We know how we feel in the moments we get to be wrapped in someone's arms, and we know how we feel when we don't have those arms to be safe in, but is that fleeting comfort and sporadic affection worth the rollercoaster ride of being with someone who can't, or won't, fully invest their time, and more importantly, their heart in you?
I remember I was in a therapy session and my therapist at the time suggested I cut all ties with this man, and I sat there and gave her a list of reasons why I couldn't, why I wouldn't do it. I never returned to therapy after that.
It seemed to be a reoccurring event, I'd complain about everything he'd done wrong, then defend him and make an excuse for each complaint I had just made. No one knew him so they couldn't judge him - that's where my mentality stood. So, why would I complain? I did it because I needed someone to make sense of why he and I were the way we were. I needed an excuse to stay, but that's never what I got. Everyone started to become the reflections I wanted to avoid, the reasons why I knew I should leave, but was too invested to do it.
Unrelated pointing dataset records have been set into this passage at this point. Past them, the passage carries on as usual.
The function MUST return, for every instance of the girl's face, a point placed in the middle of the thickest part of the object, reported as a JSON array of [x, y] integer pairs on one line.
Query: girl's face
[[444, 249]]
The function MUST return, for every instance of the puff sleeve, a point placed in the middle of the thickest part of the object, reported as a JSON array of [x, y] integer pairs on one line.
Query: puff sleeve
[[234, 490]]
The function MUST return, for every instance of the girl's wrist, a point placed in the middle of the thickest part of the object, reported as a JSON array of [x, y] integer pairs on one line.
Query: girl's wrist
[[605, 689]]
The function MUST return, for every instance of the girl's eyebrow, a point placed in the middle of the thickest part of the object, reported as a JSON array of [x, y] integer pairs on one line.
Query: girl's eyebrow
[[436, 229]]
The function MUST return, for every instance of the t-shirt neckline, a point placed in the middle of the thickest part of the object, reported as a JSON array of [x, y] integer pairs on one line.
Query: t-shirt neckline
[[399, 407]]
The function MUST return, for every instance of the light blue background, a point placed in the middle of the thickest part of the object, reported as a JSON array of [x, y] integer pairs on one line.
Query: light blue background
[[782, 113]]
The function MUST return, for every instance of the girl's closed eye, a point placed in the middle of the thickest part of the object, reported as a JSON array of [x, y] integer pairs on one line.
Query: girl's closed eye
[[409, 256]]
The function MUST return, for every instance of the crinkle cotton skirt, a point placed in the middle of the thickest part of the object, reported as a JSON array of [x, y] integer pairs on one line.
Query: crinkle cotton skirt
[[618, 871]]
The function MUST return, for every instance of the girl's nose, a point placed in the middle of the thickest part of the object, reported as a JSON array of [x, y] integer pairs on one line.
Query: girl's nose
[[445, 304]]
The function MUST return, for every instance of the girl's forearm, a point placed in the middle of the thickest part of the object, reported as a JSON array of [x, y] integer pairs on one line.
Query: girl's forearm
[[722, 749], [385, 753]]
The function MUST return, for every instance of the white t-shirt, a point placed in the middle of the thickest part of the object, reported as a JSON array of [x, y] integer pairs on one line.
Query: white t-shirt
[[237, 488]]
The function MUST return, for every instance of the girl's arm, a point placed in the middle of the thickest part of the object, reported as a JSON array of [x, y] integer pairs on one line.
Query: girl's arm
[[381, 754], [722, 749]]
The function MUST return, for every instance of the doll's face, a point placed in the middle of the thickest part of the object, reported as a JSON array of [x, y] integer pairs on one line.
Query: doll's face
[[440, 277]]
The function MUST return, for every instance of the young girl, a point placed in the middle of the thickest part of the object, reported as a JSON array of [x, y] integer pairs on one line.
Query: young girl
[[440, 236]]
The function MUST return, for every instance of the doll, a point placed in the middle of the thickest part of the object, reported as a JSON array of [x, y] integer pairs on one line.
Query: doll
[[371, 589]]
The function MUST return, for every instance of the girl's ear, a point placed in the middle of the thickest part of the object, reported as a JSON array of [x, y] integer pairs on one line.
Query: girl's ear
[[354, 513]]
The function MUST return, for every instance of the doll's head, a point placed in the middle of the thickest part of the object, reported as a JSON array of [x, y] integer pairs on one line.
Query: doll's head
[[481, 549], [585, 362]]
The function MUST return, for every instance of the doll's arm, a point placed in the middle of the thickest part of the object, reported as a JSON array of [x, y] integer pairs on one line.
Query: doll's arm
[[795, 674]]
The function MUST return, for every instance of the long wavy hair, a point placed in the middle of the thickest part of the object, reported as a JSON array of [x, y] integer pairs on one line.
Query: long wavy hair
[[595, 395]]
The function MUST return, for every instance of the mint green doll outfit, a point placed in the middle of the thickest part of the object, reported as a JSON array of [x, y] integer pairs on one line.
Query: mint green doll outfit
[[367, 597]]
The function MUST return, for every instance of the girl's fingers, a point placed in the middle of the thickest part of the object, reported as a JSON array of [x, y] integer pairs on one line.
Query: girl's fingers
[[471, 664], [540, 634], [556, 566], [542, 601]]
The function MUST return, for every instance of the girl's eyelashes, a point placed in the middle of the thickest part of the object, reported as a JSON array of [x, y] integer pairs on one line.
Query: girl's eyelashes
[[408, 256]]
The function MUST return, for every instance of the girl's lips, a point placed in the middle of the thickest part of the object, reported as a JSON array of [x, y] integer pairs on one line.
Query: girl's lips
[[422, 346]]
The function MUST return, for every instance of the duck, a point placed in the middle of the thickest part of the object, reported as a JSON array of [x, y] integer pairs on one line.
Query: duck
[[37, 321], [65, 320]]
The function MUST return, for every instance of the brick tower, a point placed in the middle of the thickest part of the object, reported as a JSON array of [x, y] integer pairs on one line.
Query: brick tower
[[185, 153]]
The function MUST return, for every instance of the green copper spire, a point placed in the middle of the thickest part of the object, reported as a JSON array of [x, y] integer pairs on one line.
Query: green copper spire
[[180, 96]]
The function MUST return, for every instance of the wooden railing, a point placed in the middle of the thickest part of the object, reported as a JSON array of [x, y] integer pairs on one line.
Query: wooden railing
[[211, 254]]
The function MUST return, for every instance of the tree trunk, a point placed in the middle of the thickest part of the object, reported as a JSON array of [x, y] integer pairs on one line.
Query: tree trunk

Since I was so vulnerable and naïve to what a healthy love life is, I had no qualms subjecting myself to such an intensely powerful, virulent addiction. I've found that I was addicted to the fights, the downward spirals, because, in my mind, the arguing meant that he cared. If he didn't care, he would just leave. It was easy to believe that, so I did.
In retrospect, what was there to leave? How can you leave a place you've never really been?
So, if I spent five years changing, trying to hide the fights, and protecting someone who hurt me on a daily basis, wouldn't that mean I am a victim of Stockholm syndrome? I always protected his reputation with my family and friends, arguing that he was great, and they just didn't get to see or hear about the wonderful moments. In a sense, I was protecting my "captor."
Does the decline of our confidence slowly lead us into this subconscious state of dependence, even if the person is deleterious? Why would any sane gay man date a closet case?